The Queensland Government recently doubled the First Home Owners Grant (FHOG) to $30,000 for new builds valued under $750,000. The measure, described by Premier Annastacia Palaszczuk as a “small step to help people get into the market”, comes at a time when property prices in Queensland are at a historical high. Nationally, house prices across Australia have skyrocketed relative to income, and it’s now tougher than ever to pay off a mortgage. As a result, homeownership has dropped five percentage points over the last decade alone. Most young people now believe their only entry into the housing market will be through inherited wealth.

Cash grants to first homebuyers were first introduced in 1964 by the Menzies Government as the ‘Home Savings Grant’. The scheme offered $500 to married or engaged couples under the age of 36 to buy a home. Several iterations of the scheme followed: the ‘Home Deposit Assistance Grant’ under the Fraser government, the ‘First Home Owners Assistance Scheme’ under Hawke (who later abolished the scheme), and then finally as the ‘First Home Owners Grant’ by the Howard Government. State and territory governments, for their part, have often provided top-ups to the scheme – similar to the recent Queensland government measure.

The basic premise of the FHOG is that it lowers the deposit barrier, or cost of entry, into the housing market. Governments commonly claim that the scheme therefore broadens the pool of Australians able to buy a home to those would otherwise be unable to access homeownership.

However, the efficacy of the FHOG in practice is widely disputed – and with over $20 billion going to FHB assistance over the past decade alone, it is critical that such schemes actually deliver what governments say it will, rather than simply giving the appearance of action on Australia’s much-maligned housing crisis.

For one, the FHBG does not appear to significantly increase housing accessibility for new entrants into the market. Instead, research has found that the scheme more commonly tends to accelerate the purchase of a home for those already planning to do so. So, rather than broadening access, the scheme simply tends to hasten purchase for those already about to buy a home.

Second, the FHBG tends to increase the purchasing power of first homebuyers, but in doing so it tends to further inflate house prices. This is because demand-side policies that give people more money to spend on housing tend to just end up increasing prices more.

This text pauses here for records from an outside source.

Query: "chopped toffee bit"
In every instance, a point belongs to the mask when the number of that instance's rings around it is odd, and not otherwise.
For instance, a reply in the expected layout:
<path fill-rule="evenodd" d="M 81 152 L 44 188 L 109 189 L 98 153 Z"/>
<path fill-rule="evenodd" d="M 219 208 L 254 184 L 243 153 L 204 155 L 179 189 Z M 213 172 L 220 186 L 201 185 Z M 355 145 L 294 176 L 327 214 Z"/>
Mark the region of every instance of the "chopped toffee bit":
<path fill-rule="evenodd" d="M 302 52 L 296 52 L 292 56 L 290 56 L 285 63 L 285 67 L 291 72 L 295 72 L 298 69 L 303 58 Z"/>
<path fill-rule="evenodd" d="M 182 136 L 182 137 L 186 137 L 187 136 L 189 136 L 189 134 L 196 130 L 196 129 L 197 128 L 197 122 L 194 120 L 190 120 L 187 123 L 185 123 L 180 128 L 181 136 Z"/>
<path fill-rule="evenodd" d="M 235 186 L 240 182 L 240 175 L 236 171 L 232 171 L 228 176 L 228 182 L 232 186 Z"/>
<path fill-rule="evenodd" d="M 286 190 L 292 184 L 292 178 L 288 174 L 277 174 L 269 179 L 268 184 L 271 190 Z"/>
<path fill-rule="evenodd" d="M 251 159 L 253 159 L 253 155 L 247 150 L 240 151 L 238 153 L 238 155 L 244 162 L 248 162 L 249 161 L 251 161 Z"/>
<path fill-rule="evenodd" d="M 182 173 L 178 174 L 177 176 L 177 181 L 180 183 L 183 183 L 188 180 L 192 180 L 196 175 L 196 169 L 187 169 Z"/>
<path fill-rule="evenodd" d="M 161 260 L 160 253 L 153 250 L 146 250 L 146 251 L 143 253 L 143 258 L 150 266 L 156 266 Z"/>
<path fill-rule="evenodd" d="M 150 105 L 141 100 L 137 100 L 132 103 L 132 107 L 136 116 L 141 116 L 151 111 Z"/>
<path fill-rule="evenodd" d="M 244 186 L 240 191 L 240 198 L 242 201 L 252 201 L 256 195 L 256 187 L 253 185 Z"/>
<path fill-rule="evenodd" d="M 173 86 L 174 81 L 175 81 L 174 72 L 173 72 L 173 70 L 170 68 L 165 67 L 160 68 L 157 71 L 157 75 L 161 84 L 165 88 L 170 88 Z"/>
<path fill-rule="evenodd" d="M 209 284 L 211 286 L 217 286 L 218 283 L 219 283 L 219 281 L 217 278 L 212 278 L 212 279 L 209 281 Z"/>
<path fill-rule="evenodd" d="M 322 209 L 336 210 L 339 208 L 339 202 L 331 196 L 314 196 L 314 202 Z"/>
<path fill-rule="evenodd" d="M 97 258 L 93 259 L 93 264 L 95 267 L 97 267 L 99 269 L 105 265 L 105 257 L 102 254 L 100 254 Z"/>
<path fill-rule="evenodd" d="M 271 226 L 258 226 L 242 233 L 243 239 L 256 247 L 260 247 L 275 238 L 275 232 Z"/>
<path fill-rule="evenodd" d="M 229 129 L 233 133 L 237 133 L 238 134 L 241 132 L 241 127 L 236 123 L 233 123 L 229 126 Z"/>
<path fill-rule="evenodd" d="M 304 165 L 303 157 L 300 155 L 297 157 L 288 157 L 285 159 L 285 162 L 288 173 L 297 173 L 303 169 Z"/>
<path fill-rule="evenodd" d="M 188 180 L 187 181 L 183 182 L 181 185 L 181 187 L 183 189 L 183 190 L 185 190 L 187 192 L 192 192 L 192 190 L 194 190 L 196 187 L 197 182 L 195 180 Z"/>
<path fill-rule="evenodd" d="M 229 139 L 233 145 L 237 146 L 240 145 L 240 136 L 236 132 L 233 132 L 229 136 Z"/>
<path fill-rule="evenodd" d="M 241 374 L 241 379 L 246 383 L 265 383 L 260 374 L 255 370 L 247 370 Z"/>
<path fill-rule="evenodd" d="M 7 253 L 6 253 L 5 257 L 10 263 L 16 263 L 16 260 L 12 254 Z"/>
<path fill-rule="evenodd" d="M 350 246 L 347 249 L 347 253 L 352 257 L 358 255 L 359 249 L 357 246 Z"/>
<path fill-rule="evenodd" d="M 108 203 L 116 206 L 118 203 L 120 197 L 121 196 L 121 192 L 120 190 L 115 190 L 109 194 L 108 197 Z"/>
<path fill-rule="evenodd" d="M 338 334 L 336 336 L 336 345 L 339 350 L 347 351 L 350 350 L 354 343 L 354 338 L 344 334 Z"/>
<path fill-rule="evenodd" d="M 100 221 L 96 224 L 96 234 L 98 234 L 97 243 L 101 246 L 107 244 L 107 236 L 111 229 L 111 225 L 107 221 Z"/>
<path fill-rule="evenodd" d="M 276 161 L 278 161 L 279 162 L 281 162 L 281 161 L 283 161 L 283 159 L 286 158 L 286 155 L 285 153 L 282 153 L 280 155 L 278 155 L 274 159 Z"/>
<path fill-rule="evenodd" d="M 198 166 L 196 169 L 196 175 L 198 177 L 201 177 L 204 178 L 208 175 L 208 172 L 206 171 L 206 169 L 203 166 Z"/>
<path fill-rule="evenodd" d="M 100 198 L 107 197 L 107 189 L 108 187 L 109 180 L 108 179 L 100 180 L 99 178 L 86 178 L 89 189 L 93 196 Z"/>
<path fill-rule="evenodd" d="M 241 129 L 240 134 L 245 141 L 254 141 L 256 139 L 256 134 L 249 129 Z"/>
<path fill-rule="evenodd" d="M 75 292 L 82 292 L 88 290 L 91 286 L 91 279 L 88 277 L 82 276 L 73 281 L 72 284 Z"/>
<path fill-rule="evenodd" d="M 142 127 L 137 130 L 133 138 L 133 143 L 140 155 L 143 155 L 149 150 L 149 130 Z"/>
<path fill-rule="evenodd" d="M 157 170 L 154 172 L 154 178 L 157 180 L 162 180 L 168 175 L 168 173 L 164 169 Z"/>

This suggests that the scheme may actually reduce housing accessibility in the long term – the very problem that such measures are designed to address. In turn, it suggests that the FHBG tends to benefit existing homeowners who will profit from their property prices increasing – and disadvantage future first home buyers, who will be forced to pay more for a home.

Instead of narrowly focusing on cash grants to first homebuyers, governments need to address the structural reasons why the Australian housing market is so unaffordable. We need to reinvest in our dwindling stock of public housing and stop helping investors with massive tax concessions to outbid first home buyers.